活気ある都市景観を生む、塩ビターポリンの屋外広告

塩ビならではの印刷性が可能にする
広告表現の鮮やかさ。リサイクルも順調

首都高速のネットワークボード
 インターネットの登場で、テレビ、新聞といった既製広告メディアのポジションが低下する中、塩ビターポリン(帆布)を使った屋外広告に新たな注目が集まっています。優れた印刷性で街を彩る塩ビターポリン広告の最新事情を、業界大手の(株)ヒット(東京都中央区銀座)に取材しました。


●圧倒的なインパクトを実現する塩ビターポリン

 屋外広告は街中の看板や貼紙も含めて古くから用いられてきた広告媒体のひとつですが、今回取り上げるのは『ビルボード広告』と呼ばれるアメリカ生まれの新手法。巨大なスクリーンに広告意匠を印刷しビルの屋上や壁面などに掲出するもので、日本でも街を彩る風景の一部として既に見慣れた眺めとなっています。
  ビルボード広告の最大の特徴は、圧倒的なスケール感が与えるインパクトの強さ。詳細な情報提供を主眼とする広告(例えばインターネット広告)と違って、訴求ポイントが瞬時に受け手の眼に飛び込んでくるため、自動車や飲料品などの新製品キャンペーンやテレビ番組、イベントの宣伝など即効性が求められる広告展開に威力を発揮します。
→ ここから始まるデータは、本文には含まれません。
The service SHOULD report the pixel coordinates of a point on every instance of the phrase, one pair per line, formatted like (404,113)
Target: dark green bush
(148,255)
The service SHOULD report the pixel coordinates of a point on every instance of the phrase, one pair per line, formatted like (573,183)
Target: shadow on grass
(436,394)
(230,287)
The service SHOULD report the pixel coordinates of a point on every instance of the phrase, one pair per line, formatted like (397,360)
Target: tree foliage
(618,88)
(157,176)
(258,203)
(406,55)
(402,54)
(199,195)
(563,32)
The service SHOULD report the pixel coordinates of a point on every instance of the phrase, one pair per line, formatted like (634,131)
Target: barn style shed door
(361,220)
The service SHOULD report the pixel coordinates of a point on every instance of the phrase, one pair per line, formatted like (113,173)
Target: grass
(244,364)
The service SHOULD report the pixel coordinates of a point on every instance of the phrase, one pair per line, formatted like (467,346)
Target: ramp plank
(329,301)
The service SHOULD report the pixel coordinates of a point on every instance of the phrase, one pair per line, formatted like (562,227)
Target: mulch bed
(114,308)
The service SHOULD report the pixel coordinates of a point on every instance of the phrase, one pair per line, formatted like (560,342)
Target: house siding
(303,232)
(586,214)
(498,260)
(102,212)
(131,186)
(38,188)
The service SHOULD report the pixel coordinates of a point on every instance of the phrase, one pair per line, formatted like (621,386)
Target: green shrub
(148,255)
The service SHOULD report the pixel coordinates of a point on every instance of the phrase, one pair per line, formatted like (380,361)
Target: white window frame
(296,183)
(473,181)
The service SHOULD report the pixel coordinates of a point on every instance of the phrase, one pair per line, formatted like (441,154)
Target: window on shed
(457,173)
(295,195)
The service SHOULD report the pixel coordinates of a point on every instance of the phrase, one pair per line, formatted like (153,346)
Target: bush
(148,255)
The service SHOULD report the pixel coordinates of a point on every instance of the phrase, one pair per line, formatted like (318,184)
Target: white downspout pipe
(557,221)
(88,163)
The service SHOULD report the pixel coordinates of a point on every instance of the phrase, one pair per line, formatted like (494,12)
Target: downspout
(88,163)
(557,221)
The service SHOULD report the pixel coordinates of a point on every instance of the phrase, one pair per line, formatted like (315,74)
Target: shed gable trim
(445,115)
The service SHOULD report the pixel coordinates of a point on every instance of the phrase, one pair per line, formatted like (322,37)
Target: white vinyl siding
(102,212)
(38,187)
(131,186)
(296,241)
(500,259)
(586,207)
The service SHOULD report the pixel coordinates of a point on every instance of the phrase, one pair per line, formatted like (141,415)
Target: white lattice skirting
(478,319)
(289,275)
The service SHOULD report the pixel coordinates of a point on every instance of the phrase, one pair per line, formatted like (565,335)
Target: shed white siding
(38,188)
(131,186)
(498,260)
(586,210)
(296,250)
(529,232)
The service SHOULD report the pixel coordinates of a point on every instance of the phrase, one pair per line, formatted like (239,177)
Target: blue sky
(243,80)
スクリーンの素材にはポリエステル繊維や紙なども使われますが、その圧倒的インパクトを実現する上では塩ビターポリンこそ打ってつけの素材といえます。
  塩ビターポリンとは、ポリエステル繊維などの織物に塩ビ樹脂を両面コーティングした幕素材で、非常に丈夫で長持ちするためテントや簡易倉庫の屋根、フレコン袋地などに巾広く利用されています。ビルボード広告に使うメリットとしては、風雨に強く剥がれにくい、施工も手軽で低価格といった点もさることながら、何よりもその優れた印刷性が大きなポイント。インクの乗りや発色のよさといった塩ビならではの特性が、大画面でも鮮やかで精彩のある広告表現を可能にしているのです。

●使用済み品はリサイクル(高炉原料化)

 1991年に設立された広告代理店のヒットは日本におけるビルボード広告の草分けで、現在では80m2(10m×8m)や160m2の大ボードを都心部を中心に多数保有して、様々な企業に広告媒体として提供しています。中でも首都高速の周辺で展開しているネットワークボードは、80m2のボード32面をセットとして使い、渋谷のネットワークボードは8面をセットにしたもので、2週間〜1ヶ月半程度の短期間で集中的に一社の広告を掲出するものです。これはビルボード広告の「規模のインパクト」を最も際立たせる手法といえます。
  「生活パターンの変化で人々の外出時間は増加傾向にあり、それに伴って屋外広告に触れる機会も増え、媒体の有効性が高まっている。とりわけネットワークボードは当社の主力であり、この分野では業界トップのシェアを持つ。素材に塩ビターポリンを使っているのは当社のみだが、耐久性、印刷の鮮やかでこれを超える素材はなく、今後も塩ビターポリンは不可欠と考えている」と語るのは、同社営業管理部の松山将一郎課長。
  同社では使用済み塩ビターポリンのリサイクルにも熱心で、排出される塩ビターポリンの全量がJFE環境(株)(川崎市)の高炉原料化プラントで再資源化されています。
  単なる広告媒体にとどまらず、街の美観を維持しながら活気ある都市景観を創出する塩ビターポリン。最近では、不燃性を高めたFFシート(裏から照明を当てる内照式の幕素材)も開発されており、その可能性はさらなる広がりを見せています。